みなさまのおかげです、どうもありがとうございます!

Commented by nandakadays at 2015-05-17 08:15
うむ、大台に乗ったので、たしかに重鎮。
いや、せめて古株程度にしておきますか(笑)
大分なんだから、耶馬渓(YABAKEI)にすればいいのにね。
長野の喫茶店、5年前の春に見つけたときも、思わず笑っちゃいました。
http://ameblo.jp/dadooronron/entry-10498922878.html
Commented by DUCATI_SS904 at 2015-12-29 11:22
nandakadaysさま。
「ヌプカ2、試し張り」検索でこちらにたどり着きました。
50%オフ商品を目にして購入を迷っていたのですが、
わかりやすい解説で気持ちよく購入することができました。
北海道在住なので、まだ試し張りもできませんが
春にテントを持って出かけるのが楽しみです。
ありがとうございます。

※グランドシートはもう売り切れていました。
ネットで探してもあるのは一店だけ。
しかし連絡電話番号のない、ちょっと怪しげな所なので
こちらはあきらめました。
Commented by nandakadays at 2015-12-29 18:02
ご丁寧なコメントをいただき、ありがとうございます。
少しでもお役に立てたのでしたら、当方としましてもうれしい限りです。
DUCATIにヌプカを積んで、ツーリングに出かけられるのでしょうか。
バイクでしたら、収納サイズもほとんど気にならない大きさでしょうし。
 ◇◇◇
使用してみると、テント高のおかげで居住性がなかなかよく、
加えて、ギアラックは小物置場としてはすこぶる便利です。
耐久性を考えると、グラウンドシートは必須かと思いますので、
どこかで入手できるといいですね。
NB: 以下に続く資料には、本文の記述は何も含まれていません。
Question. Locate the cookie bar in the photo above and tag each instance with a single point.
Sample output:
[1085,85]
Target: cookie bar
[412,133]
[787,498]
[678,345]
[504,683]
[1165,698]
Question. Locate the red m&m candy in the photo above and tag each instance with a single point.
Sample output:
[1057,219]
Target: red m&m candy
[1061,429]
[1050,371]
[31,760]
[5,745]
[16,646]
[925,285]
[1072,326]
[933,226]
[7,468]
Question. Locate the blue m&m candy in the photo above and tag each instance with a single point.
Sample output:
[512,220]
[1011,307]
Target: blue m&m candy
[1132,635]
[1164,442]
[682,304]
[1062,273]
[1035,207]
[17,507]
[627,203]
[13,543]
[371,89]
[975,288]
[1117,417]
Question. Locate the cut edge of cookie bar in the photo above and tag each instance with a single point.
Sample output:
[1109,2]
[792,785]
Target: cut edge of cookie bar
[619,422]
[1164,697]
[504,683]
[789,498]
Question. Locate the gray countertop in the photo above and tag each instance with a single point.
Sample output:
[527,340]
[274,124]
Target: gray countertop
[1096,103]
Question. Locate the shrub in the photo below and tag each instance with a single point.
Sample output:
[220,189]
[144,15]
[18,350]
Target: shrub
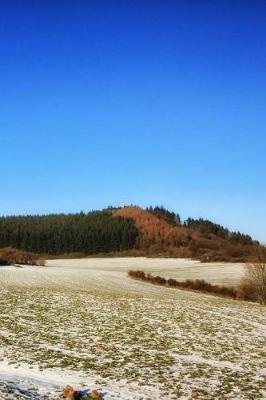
[198,284]
[253,285]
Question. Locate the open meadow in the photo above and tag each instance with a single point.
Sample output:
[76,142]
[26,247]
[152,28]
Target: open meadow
[84,322]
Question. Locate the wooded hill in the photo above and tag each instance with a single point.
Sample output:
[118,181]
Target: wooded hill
[126,231]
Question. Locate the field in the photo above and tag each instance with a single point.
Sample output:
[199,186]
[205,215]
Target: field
[85,323]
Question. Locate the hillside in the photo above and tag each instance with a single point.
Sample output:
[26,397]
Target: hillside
[159,237]
[125,231]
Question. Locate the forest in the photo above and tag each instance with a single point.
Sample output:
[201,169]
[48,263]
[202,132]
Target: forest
[87,233]
[154,231]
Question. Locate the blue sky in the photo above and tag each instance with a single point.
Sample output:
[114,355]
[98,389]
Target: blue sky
[117,102]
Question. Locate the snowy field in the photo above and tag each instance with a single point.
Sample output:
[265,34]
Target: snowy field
[84,322]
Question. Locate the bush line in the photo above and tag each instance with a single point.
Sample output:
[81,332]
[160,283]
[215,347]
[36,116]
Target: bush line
[197,285]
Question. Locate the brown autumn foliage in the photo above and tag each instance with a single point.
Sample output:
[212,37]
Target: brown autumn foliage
[9,256]
[197,285]
[159,238]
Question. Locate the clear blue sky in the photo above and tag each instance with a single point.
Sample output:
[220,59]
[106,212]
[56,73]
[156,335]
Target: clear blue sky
[156,102]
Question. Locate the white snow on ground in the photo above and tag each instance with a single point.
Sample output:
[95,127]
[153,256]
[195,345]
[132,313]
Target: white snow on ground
[85,323]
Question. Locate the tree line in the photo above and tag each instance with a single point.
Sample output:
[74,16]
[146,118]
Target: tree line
[87,233]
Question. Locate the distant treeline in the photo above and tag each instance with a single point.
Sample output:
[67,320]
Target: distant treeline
[204,226]
[87,233]
[207,228]
[10,256]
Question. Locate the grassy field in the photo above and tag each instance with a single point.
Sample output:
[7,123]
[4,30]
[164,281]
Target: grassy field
[84,322]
少し気が早いですが、よい旅を!
Commented by nandakadays at 2016-10-11 07:55
SPORTS EXPO(20161009UP http://nandaka2.exblog.jp/26295635/)の鍵コメさま宛に改めて。
 ◇◇◇
ヌプカをご検討とのことですが、私自身ヌプカ2も含めてダブルウォールテントしか所有したことがないので、
ご愛用のゴアテックステント(おそらくシングルウォールかと)との比較ができない点、まずはご了承ください。
単独行での軽登山やバイクツーリングでしたら、ヌプカ2ではなくヌプカ1のほうがよろしいのではないでしょうか。
・フロアサイズは210×100×110cmですが、側面が立ち上がっているので居住空間が広く感じられる。
・ヌプカ2にあるフロアの縫い目がヌプカ1にはない(らしい)。
・収納サイズが大きめなので、単独行での軽登山との併用を考えると、ヌプカ2はオーバースペックかも。
 (ヌプカ1も決して軽量とはいえず、それなりにかさばると思われますが)
・標準装備のギアラックの使い勝手がすこぶるよく、こまごまとしたギアをまとめておきやすい。
・言わずもがなですが、シングルウォールにはない前室・後室に荷物を置ける。
以上が主な理由になります。
ちなみに、ご懸念のヌプカ2のフロア縫い目ですが、今のところ目止め部分の加水分解は生じていませんし、
何よりグラウンドシートとの併用もあって、先の山歩きでのどしゃ降りでも浸水は一切ありませんでした。
なお、これまでに平地での使用がないので、その際の結露の程度は不明ですが、概して結露しにくい造りで、
インナー出入口を閉め切らず、上部をわずかにメッシュにしておくと、より結露しにくくなるようです。ご参考まで。